Making A Shield Boss
By: Matthew Stichman
Mad Matts Armory

 

Making your tools
You'll need a dishing hammer and a dishing stump. Here's how to make them.

Dishing hammer. I use a modified 4 pound mini sledge. This is a pretty heavy hammer to swing for extended periods of time and has made me into a mutant. My right bicep is a full 1" bigger then my left. Modify this hammer by grinding one face into a dome with a diameter of about 3 inches; on the other face, leave about half of the face flat and grind the edges down into a smooth curve.

Once you've done your grinding it's a really good idea to polish your hammer. You'll get much better results if you do. Polish the face by sanding by hand with gradually finer grits of sandpaper. I start with 60 and go up to 1500 grit.

Dishing stump Now that you've got a dishing hammer you need something to dish into. I use a cedar stump (note: the harder the wood the better and any coniferous wood isn't great because of the sap, but it does work.) the stump is about 1 foot diameter and the height is determined by where my knuckles are when I hang my arm down in a relaxed position. You don't have to have something as big as this but it makes it easier. You can basically use anything wood that's big enough for the dish. If you use something smaller then attach it to something heavy.

Make a depression in your stump that is approximately 3" across and 1" deep. You can make this depression by beating your stump with the more rounded end of your dishing hammer.

Dishing the shield boss

On to the actual dishing. Hold the blank in your left hand lightly. It's a good idea to wear some kind of glove to reduce the shock to your hand. Ear protection is also a good idea. Those little earplugs work, as do the big earmuff ones. I'm assuming a boss with an overall diameter of 8 inches with a 1 inch flange, made from 14 gauge mild steel. You could use 16 gauge but it will end up very thin and you run the risk of tearing a hole through it while dishing.
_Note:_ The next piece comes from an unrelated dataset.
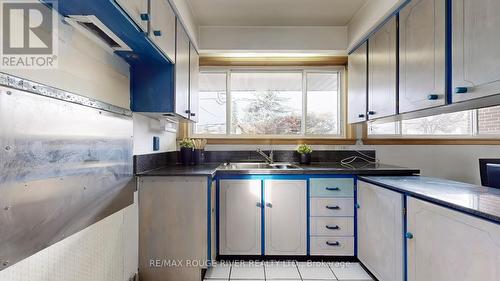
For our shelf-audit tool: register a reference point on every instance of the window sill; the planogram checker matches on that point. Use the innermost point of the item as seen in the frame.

Beat the metal into the depression and move the disk so that you dish the shape of your boss. Use the flatter end of the dishing hammer to dish. Don't dish the area where your flange will be. The flange area might wrinkle a little and it will dish out a bit on it's own. I usually beat the wrinkles out as they appear with the flat end of my dishing hammer. Don't worry about pretty right now. Striking with the edge close to you after the first pass moves the metal faster but makes things lumpy. Hammer from the outside to the inside in a gradual spiral pattern in several passes until you get to the depth you want. Allow for the flattening of the flange in your depth. A 1" flange usually takes 1/2-3/4" away from the overall depth. Obviously a smaller flange takes away less.
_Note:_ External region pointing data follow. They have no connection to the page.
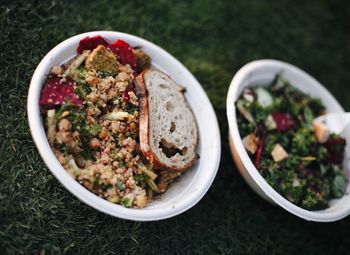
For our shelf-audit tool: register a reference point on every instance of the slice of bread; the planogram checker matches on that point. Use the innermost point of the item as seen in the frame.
(168, 130)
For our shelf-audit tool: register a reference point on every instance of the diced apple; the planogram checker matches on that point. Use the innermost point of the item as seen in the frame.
(278, 153)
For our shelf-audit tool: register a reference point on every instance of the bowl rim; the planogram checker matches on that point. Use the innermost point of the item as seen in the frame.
(144, 214)
(319, 216)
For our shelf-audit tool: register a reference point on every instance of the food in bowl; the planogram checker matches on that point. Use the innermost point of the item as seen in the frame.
(299, 158)
(91, 109)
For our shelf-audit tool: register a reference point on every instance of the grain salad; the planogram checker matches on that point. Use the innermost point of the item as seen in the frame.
(90, 112)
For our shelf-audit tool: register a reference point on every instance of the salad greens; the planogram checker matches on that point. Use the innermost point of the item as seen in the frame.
(300, 159)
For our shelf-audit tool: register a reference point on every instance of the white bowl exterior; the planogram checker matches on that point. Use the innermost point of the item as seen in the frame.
(183, 193)
(261, 72)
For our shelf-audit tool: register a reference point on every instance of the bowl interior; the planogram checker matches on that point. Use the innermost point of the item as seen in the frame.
(183, 193)
(260, 73)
Now that you've got your depth strike with the flatter face of your hammer hitting with the flat part in the same spiral pattern. This will get rid of a lot of the lumpiness.
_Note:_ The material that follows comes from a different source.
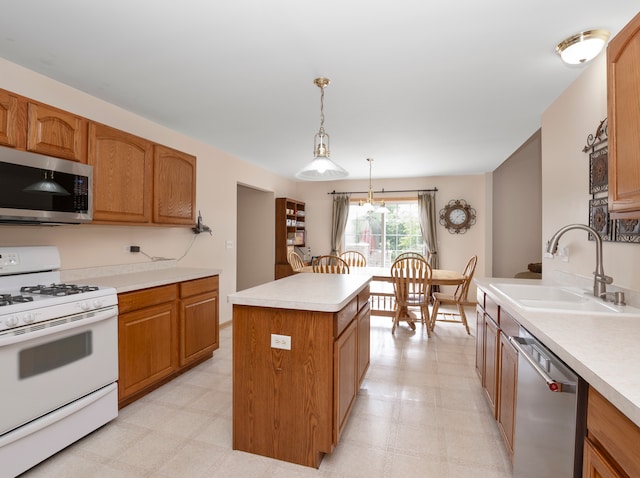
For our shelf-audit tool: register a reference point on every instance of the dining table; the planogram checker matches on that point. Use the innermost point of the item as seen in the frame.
(382, 296)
So you've now got something a little prettier. But it doesn't really have a flange. Hold your boss so that the depression is pointing downwards and put the edge against the edge of your stump. Not the edge of the steel let it hang over a little. It's best to put the boss on the side of the stump opposite of you and with the boss on the outside of the stump and a little hanging over the edge of the stump. Start hammering the flange down over the edge of the stump using the flat surface on your dishing hammer. Start with a blow that hits the edge of the stump at a 45 degree angle and then a couple more blows until you're striking flat on the top. You have to hold the boss so that the soon-to-be flange is raised from the stump and sitting on the edge. Move to the side of the area you've just hammered and repeat until you've gone full circle. You should now have about a 1/4" or a little less flange. Repeat this process concentrating on the 45 degree blow until you have the flange size you want.

Some other hints:

  • Holding the boss lightly is important. If you grip it hard you'll hurt your thumb just hold tightly enough so that it doesn't go bouncing across the room.
  • It's important to try to support the metal on at least 3 places on the wood when you dish. If you don't you won't wreck the boss but it'll kick and your thumb will feel it.
  • Don't be afraid to hit the metal. You won't hurt it.
  • You can polish it up with any kind of abrasive you want. A wire wheel will work well since your boss will likely have some small lumps and sandpaper just makes these more evident. I use two wire wheels. A new one at first that removes more material faster and then a very old one. This doesn't remove much but gives a much shinier finish. I highly recommend you don't use a brass wire wheel. use the steel ones. They're not as harsh and the metal won't rust as fast. You can make your own very old wire wheel quickly by using it on concrete and pressing a lot. You want the bristles worn down and bent over.

Additional things you could do to make your boss prettier:

  • Boughing. Boughing is the process of striking the metal with a soft hammer against a hard surface. I use a 12 pound shotput on a steak and an ironwood mallet for this. This process is for getting rid of the big lumps.
  • Planishing: Planishing is the process of pinching the metal by striking it with a hard hammer onto a hard surface. I use the same shotput and a lightweight autobody planishing hammer for this. Basically you know you've finished planishing when the entire boss is covered with tiny facets. This gets rid of all the small lumps.

The only thing left to do is drill some holes in the flange and rivit or bolt your boss onto a wooden shield blank.